De nos belles années (post-coloniales bien sûr) à Skikda, restera le souvenir des moments passés avec les copains, après le lycée ou durant les chaudes soirées d’été, sur cette terrasse justement dont parle Jean-Louis Comolli, celle de l’Excelsior, immense brasserie aux baies vitrées et grande terrasse. Affalés sur des chaises en osier qui nous enveloppaient , nous ne nous lassions jamais du point de vue qui nous était offert : le ciel, bien à nous cette fois-ci, et la mer, à l’infini. Cette mer qui évoquait moins en nous l’évasion ou la fuite que la baignade et la détente. On savait que la liberté a été  difficile à gagner; on ne savait pas encore qu’elle était facile à perdre.

Concernant les pieds-noirs, communauté de souvenirs ne signifie pas communauté d’avenir. Un monde est passé, pour notre bonheur.  Un autre s’apprêtait à naître…pour notre plus grand bonheur, croyions-nous.

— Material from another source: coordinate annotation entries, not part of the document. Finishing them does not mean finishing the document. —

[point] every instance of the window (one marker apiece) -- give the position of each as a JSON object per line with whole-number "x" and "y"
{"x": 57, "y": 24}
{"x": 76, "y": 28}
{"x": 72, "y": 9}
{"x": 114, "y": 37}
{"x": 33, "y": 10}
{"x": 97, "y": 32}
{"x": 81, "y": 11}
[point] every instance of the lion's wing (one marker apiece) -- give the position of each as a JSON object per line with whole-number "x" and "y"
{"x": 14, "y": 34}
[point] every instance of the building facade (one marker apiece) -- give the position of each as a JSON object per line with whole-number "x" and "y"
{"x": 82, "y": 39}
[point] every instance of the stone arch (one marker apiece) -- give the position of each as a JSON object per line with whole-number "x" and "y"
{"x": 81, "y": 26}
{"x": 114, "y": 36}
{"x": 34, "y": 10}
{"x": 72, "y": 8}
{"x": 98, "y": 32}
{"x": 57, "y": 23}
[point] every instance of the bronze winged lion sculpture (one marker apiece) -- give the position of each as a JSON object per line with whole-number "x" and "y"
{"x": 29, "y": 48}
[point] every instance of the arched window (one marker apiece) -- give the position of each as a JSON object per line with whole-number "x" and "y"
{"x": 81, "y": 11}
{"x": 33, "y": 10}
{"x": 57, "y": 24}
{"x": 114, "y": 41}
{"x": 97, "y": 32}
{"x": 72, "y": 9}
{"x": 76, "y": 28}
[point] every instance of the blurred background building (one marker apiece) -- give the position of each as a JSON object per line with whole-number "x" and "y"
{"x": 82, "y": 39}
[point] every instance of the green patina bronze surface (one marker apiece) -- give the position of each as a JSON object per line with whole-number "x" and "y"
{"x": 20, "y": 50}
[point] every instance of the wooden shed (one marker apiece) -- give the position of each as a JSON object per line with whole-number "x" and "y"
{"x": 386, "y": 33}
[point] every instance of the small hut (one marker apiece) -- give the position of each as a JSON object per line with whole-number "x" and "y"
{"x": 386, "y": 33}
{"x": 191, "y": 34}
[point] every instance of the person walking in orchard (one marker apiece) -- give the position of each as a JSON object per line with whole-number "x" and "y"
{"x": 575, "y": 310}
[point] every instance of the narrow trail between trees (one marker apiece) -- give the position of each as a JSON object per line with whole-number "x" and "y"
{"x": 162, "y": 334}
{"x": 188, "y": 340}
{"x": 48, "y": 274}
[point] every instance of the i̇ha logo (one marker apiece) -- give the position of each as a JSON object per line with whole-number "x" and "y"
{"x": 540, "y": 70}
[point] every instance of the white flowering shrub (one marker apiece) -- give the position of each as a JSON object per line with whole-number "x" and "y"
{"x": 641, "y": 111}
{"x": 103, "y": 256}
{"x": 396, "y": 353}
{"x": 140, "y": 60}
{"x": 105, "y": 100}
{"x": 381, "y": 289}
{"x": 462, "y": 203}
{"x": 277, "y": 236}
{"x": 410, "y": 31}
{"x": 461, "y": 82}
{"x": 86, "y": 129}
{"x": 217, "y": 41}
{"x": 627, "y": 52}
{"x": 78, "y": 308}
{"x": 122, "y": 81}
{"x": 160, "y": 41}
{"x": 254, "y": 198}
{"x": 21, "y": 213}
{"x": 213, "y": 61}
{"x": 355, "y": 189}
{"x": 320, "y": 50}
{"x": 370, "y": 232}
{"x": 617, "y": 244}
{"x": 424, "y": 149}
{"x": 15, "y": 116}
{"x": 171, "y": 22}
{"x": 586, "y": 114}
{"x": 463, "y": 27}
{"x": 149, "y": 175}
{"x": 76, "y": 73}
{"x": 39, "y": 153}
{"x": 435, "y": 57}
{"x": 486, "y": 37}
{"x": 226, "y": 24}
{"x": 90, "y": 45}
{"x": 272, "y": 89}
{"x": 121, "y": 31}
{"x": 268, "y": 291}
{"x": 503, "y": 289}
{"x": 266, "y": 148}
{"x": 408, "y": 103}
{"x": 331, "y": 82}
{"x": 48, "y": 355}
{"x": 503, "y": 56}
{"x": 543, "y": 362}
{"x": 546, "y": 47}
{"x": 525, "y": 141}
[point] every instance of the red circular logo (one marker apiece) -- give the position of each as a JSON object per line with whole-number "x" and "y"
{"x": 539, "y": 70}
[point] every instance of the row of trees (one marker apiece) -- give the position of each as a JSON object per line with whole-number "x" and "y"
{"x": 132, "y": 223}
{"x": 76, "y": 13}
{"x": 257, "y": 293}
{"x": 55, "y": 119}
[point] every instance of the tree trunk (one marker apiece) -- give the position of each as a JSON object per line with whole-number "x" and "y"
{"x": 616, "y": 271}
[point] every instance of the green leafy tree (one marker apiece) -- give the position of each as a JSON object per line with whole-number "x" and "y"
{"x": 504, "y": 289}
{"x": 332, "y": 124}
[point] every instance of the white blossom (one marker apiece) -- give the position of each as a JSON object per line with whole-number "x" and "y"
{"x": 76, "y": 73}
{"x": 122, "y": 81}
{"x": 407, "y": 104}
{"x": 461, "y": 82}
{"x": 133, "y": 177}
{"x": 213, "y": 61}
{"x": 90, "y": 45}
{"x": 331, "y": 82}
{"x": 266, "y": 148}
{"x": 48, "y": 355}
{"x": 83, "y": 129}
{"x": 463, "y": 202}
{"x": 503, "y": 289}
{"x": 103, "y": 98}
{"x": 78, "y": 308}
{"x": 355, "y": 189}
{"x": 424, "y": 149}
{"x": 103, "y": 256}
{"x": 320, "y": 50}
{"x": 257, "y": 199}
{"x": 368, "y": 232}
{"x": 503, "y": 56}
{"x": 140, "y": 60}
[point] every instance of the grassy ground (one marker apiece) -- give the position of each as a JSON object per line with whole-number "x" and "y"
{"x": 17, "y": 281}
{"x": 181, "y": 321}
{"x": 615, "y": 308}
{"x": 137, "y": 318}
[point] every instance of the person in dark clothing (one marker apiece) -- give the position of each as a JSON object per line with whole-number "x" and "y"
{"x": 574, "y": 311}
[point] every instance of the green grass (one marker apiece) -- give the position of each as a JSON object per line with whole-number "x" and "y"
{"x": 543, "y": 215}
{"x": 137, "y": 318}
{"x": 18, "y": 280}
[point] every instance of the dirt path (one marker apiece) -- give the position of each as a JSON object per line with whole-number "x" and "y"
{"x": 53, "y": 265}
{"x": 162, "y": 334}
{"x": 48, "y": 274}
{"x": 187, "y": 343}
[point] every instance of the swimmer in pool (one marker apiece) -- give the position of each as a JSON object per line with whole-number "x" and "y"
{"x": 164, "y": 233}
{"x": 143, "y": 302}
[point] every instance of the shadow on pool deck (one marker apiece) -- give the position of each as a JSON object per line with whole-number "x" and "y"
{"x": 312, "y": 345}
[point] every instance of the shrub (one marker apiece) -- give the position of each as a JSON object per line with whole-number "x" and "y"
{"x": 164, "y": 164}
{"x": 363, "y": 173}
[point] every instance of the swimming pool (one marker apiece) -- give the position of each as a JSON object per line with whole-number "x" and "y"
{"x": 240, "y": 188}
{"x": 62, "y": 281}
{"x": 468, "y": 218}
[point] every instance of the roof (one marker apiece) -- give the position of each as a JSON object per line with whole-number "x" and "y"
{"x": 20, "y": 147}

En réalité, le chemin qui s’ouvrait devant nous allait être pavé de nos désillusions. Des années plus tard, les mêmes regrets nous habitent: le monde que nous avions à construire aurait pu, aurait dû être meilleur. Pour les pieds-noirs, nés en Algérie, une autre vie, une autre histoire était peut-être possible sans l’aveuglement qui a été le leur. Pour nous, en pleine jeunesse à l’été 62, qui croyions profiter sans mesure de l’indépendance, ce cadeau de Novembre, les illusions continuent de s’étirer indéfiniment. Le peuple qui a bouté hors de chez lui l’abject colonialisme français est le même, quoi qu’on en dise, qui aujourd’hui , face à un pouvoir vieillissant et fissuré mais toujours violent et corrompu, s’arc-boute de toute son énergie non pour tendre son dos aux coups de fouet, mais pour opposer sa force d’inertie (la seule force qui lui reste) à la face d’un système de plus en plus accroché à ses privilèges, jaloux de ses prébendes , à un moment surtout où il n’arrive même plus à sauver les apparences.

Ce désillusionnement  cruel s’est exprimé récemment à travers ce qui pouvait apparaître comme le haka des supporters de l’USM El-Harrach , ou comme une réminiscence de la poésie instinctive ancestrale, et qui exprimait le temps d’un match les déboires et la mal-vie  de tous les laissés-pour-compte.

Nous sommes, pour parler comme les astrophysiciens, à l’horizon des événements, ce point de non-retour au-delà duquel rien ne peut sortir d’un trou noir. L’étoile qui nous a donné la vie est en train de nous avaler tous, génération après génération.